From 10 a.m. every Wednesday, Adivasis from various villages start gathering at the weekly haat in Amabeda village. “People of 45-50 villages come here. It’s the main haat of this region,” says Sukay Kashyap, a Gond Adivasi activist from Amabeda. Since there are no kirana (general) shops in these remote villages, they come to this haat in Antagarh block of (Uttar Bastar) Kanker district in Chhattisgarh to buy essentials and other items for the week.
Vegetable and fish sellers from Pakhanjur tehsil and traders from Keshkal and Dhanora blocks – from a 30-kilometre radius – come to Amabeda to sell their goods. The array of vegetables at the haat includes potatoes, onions, tomatoes, brinjal, cabbage, cauliflower and green chillies. Many of the Adivasis bring ragi , millet and rice, some bring mahua flowers, brooms made of bamboo, and other forest produce. Some sell spices, oil and soap. Potters bring pottery items, ironsmiths sell various implements required by farmers and labourers. With traders from outside the region coming in, the haat has grown over the years – they bring watches, plastic buckets, mugs, trinkets, hairclips and other items. They also sell battery-operated transistor radios, power chargers and torches of various sizes, which are especially necessary when people walk through the dark forest paths in the evening or at night.
Though there are a few other similar weekly markets in nearby villages, the Amabeda haat is among the oldest here – many elderly men and women I met say they have been coming here since their childhood. But the haat s of the past were barter systems – paddy would be exchanged for salt, for example. Now, money earned as daily wages or at other jobs usually changes hands.
“When I was a child (around eight years old) I used to visit this market with my uncle,” says Keshav Sori, 53, who works with a voluntary organisation based in Kanker. “My uncle Ajuram Sori was a bamboo basket maker from Hatkara village and we would come to the haat on a bicycle. We started our journey the day before in the evening, stopped on the way for the night, and from early the next morning we would start off again. At that time, most of the marketing was done in exchange for produce, very few people used money. My uncle too sold his bamboo baskets for rice and other items.”
The Amabeda haat is around 35 kilometres from Kanker town. This is forested area, with poor roads and transport services – there are no buses, usually only overloaded Bolero taxis or tempos ply here – and the region is impacted by Naxalite-state violence. The police routinely check vehicles; they checked ours too and asked where we were from and why we were going to the haat .
We made it to Amabeda by the afternoon, during the peak shopping and trading time – from 1 to 3 p.m., after which people start leaving to return to their villages.
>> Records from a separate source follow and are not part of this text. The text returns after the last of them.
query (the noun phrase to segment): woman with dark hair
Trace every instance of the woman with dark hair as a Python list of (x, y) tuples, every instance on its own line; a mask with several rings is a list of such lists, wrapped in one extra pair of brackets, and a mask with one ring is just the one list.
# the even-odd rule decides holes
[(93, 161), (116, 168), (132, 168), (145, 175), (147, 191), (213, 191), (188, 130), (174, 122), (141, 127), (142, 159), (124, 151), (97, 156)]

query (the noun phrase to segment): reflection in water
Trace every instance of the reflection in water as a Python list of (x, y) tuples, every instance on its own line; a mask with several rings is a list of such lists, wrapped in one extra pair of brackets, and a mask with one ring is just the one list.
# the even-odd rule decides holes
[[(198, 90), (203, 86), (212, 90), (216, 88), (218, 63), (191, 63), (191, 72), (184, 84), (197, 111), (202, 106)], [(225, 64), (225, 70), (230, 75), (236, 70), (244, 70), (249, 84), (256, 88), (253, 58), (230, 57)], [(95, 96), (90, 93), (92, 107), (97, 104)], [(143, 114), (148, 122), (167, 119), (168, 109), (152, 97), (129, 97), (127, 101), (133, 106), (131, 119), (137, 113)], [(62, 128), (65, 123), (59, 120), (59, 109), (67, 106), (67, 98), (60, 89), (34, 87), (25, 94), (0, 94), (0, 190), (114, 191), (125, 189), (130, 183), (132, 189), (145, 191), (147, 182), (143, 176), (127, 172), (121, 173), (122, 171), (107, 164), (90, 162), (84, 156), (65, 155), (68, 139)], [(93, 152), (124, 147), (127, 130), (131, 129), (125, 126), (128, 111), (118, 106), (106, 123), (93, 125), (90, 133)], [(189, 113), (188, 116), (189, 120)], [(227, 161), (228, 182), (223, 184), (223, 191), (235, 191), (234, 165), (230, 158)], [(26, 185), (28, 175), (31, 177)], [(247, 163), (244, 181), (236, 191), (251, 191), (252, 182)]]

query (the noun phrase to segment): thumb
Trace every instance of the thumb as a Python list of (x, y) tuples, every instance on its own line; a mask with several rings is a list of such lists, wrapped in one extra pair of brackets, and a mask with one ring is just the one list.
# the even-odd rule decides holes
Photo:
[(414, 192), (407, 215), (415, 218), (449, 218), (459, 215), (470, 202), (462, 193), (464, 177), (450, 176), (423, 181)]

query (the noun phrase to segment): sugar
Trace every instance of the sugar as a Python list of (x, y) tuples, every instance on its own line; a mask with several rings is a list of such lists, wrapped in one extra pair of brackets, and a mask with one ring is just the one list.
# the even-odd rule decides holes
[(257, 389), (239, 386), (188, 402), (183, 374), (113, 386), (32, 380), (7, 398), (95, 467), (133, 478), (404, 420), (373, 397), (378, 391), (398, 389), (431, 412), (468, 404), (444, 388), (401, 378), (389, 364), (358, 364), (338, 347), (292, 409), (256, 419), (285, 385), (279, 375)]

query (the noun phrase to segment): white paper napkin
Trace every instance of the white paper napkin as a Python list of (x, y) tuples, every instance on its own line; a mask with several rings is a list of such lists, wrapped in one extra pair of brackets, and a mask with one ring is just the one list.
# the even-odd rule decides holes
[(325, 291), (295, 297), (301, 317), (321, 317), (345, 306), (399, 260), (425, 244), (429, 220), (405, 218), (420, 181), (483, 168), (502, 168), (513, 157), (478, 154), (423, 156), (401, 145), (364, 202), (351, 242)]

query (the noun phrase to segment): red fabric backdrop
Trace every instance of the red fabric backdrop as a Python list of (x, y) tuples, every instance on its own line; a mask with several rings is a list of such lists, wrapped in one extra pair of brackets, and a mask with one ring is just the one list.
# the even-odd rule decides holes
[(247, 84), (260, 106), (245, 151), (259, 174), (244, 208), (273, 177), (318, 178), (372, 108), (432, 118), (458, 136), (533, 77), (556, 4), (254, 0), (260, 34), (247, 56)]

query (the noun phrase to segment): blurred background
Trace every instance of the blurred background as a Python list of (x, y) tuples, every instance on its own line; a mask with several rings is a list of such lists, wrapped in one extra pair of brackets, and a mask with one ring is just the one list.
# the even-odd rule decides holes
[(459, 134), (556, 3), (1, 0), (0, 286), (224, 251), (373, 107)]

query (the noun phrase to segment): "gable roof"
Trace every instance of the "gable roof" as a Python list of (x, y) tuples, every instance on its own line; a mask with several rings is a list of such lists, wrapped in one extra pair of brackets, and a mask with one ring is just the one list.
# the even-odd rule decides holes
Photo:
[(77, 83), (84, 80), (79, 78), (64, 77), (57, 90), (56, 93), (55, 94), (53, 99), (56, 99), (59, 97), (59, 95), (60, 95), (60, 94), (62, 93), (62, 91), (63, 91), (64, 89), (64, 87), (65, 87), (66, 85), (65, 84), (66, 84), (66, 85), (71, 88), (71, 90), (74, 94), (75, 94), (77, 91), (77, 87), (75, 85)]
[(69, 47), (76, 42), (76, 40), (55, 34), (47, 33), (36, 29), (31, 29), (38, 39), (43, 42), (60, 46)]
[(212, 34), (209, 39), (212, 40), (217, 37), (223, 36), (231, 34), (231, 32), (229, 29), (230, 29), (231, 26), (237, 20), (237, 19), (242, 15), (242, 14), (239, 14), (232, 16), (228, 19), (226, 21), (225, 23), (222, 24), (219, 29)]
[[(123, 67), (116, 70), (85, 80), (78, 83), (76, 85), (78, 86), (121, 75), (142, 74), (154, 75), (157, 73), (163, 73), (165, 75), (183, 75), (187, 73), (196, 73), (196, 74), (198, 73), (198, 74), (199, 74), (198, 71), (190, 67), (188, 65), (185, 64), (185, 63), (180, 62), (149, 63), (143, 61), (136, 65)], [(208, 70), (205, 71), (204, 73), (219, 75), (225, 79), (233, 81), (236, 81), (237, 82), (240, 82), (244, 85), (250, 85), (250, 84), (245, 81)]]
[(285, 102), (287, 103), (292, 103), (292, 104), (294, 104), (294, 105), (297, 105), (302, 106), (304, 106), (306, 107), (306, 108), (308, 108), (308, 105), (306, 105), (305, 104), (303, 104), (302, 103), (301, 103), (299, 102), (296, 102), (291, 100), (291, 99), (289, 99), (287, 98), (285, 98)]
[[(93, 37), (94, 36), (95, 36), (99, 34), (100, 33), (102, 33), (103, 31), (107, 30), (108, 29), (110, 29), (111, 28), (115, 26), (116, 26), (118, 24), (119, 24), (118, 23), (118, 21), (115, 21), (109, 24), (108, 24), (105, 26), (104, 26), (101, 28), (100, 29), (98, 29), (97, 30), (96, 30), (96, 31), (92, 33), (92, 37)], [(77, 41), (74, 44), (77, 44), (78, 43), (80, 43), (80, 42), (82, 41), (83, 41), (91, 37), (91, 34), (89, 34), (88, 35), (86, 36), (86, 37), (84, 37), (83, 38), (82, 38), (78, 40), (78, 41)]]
And we made it in time to watch a cockfight. The murga-ladai is a popular sport and form of entertainment in tribal haats in many parts of India. I have seen it in Chhattisgarh, Odisha, Andhra Pradesh and Jharkhand. For the villagers, it’s a matter of pride to own a fighter cock and win.
At Amabeda, around 200 men (no women) gather for the big fight, some 50 of them with roosters – the rest as audience who bet among themselves on the fighting cocks. The bets range from Rs. 100 to even Rs. 5,000 (or so they tell me). There are 20-25 bouts, each of about 5-10 minutes, till one of the contestants is grievously injured or killed. The owner of the winner gets the vanquished or killed cock – and has a feast at home later. When a fight is on, the cheers and roars are akin to those in a kushti akhada , a wresting arena.